PolyPeptide preservation


* Generally long-term preservation of polypeptides need to avoid light preservation, and should be stored below -20 degrees Celsius, short-term can be stored at 4℃. It can be transported at room temperature for short periods of time. Polypeptides are very stable at -20℃, especially when they are lyophilized and stored in a desiccator. Before they are exposed to air, lyophilized polypeptides can be released at room temperature for naturally heating up, which reduces the effect of humidity effect. When lyophilizing is not possible, the best way is to store it in small amount of working samples.

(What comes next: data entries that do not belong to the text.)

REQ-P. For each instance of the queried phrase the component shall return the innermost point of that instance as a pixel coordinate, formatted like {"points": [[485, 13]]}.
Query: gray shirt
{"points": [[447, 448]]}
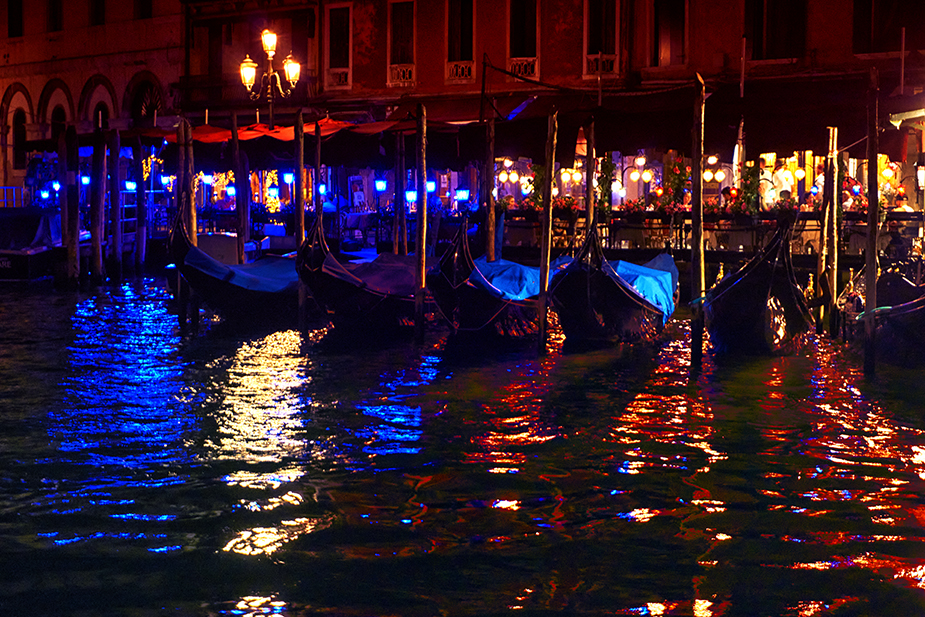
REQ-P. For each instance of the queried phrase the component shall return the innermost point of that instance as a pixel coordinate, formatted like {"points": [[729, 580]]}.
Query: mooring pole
{"points": [[698, 267], [831, 250], [180, 189], [299, 199], [873, 223], [62, 192], [191, 185], [141, 207], [403, 220], [239, 203], [115, 204], [490, 222], [193, 218], [546, 230], [97, 216], [420, 272]]}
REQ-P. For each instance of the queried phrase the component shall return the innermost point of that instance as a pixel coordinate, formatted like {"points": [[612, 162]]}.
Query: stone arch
{"points": [[52, 94], [97, 89], [9, 98], [144, 95]]}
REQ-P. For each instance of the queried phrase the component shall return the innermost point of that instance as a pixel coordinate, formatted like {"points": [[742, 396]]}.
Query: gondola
{"points": [[358, 297], [261, 292], [760, 309], [898, 317], [479, 296], [613, 301]]}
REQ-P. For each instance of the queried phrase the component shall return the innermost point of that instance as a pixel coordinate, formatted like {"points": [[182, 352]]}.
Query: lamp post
{"points": [[270, 82]]}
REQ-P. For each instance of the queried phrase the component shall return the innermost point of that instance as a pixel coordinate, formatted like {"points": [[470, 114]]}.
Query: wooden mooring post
{"points": [[698, 267], [420, 249], [115, 207], [97, 208], [873, 224], [542, 300]]}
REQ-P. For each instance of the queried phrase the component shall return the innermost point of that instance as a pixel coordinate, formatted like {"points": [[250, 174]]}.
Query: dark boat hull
{"points": [[262, 292], [359, 297], [472, 308], [759, 309], [594, 303], [592, 306]]}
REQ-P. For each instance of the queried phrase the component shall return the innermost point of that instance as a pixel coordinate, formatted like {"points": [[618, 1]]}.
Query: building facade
{"points": [[117, 64]]}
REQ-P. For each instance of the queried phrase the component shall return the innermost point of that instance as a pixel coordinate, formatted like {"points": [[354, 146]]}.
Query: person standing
{"points": [[783, 181]]}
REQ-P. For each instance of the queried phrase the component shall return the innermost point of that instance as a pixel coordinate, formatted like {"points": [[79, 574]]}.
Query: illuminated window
{"points": [[459, 30], [600, 36], [97, 12], [401, 43], [144, 9], [522, 37], [339, 37], [55, 16], [775, 29], [669, 22], [878, 25], [19, 139]]}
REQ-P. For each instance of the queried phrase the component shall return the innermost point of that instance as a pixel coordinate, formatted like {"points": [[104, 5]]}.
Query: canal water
{"points": [[253, 473]]}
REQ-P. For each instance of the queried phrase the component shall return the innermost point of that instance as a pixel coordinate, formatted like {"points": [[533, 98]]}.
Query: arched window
{"points": [[19, 139], [145, 103], [58, 120], [101, 116]]}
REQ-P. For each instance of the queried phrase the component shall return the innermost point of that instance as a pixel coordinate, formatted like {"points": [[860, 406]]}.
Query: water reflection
{"points": [[285, 477]]}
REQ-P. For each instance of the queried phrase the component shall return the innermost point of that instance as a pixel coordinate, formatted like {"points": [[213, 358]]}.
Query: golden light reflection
{"points": [[703, 608], [506, 504], [260, 415], [267, 540], [258, 605]]}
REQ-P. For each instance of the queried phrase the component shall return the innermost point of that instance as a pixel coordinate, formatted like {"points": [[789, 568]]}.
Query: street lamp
{"points": [[270, 82]]}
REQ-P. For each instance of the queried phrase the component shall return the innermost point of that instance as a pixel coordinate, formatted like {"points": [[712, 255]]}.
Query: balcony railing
{"points": [[337, 78], [600, 64], [522, 67]]}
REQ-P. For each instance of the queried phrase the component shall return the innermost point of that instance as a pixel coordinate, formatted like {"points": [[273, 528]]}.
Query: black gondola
{"points": [[600, 300], [477, 296], [365, 296], [760, 308], [261, 292]]}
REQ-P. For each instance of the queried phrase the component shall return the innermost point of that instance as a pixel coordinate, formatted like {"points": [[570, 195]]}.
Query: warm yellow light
{"points": [[268, 39], [248, 72], [292, 70]]}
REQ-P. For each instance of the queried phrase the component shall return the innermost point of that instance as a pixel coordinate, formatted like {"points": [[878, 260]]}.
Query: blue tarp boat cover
{"points": [[270, 273], [655, 281], [510, 280], [387, 274]]}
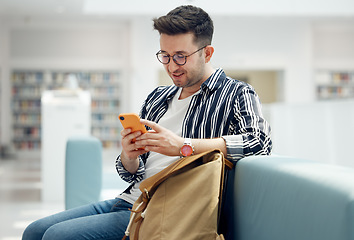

* For polypeptides containing Cys, Met or Trp, deoxidation buffers are essential for their dissolution, as the polypeptides are prone to air oxidation, and nitrogen or argon protection reduces oxidation prior to sealing. Polypeptides containing Gln or Asn are more susceptible to degradation and all of these peptides have a shorter shelf life than simple peptides that do not contain these problematic peptides.

Polypeptide dissolution


Dissolving a polypeptide is a very complex process, and it is generally difficult to determine a suitable solvent quickly. Usually take a little for a preliminary test, and do not dissolve completely before determining the proper solvent.
The following methods can help you choose the right solvent:
* Determine the charge specificity of the polypeptide, set the acidic amino acid Asp(D), Glu(E) and C-terminal COOH to -1; basic amino acid Lys(K), Arg(R), His(H) and N-terminus NH2 is +1 and the charge of the other amino acids is zero. Calculate the net charge number.
* If the net charge number is >0, the polypeptide is alkaline and dissolved in water; i f the peptide does not dissolve, add 10% acetic acid dropwise with vortexing in between. The peptide solution can also be warmed slightly. Longer peptides (20+ amino acids) with a small overall net charge might require the addition of a stronger acid. Trifluoroacetic acid (TFA 10-50ul) is often used to solubilize peptides but it is not cell-friendly and thus is used only if acetic acid fails to help solubilize the peptide. After the addition of TFA, the peptide should be diluted to approximately 1ml with deionized water.
* If the net charge number is <0, the peptide is acidic and dissolved in water; If the peptide does not dissolve, add ammonium hydroxide (NH4OH 10-50ul) and once in solution, dilute the peptide to approximately 1ml with deionized water. Note: Caution must be used, however, with peptides that contain cysteine (C), as the used of alkaline pH can cause disulfide bond formation.
* If the net charge number = 0, the polypeptide is neutral and generally needs to be dissolved with an organic solvent such as acetonitrile, methanol or isopropanol, DMSO and the like. It has also been suggested that urea is required to dissolve highly hydrophobic polypeptides.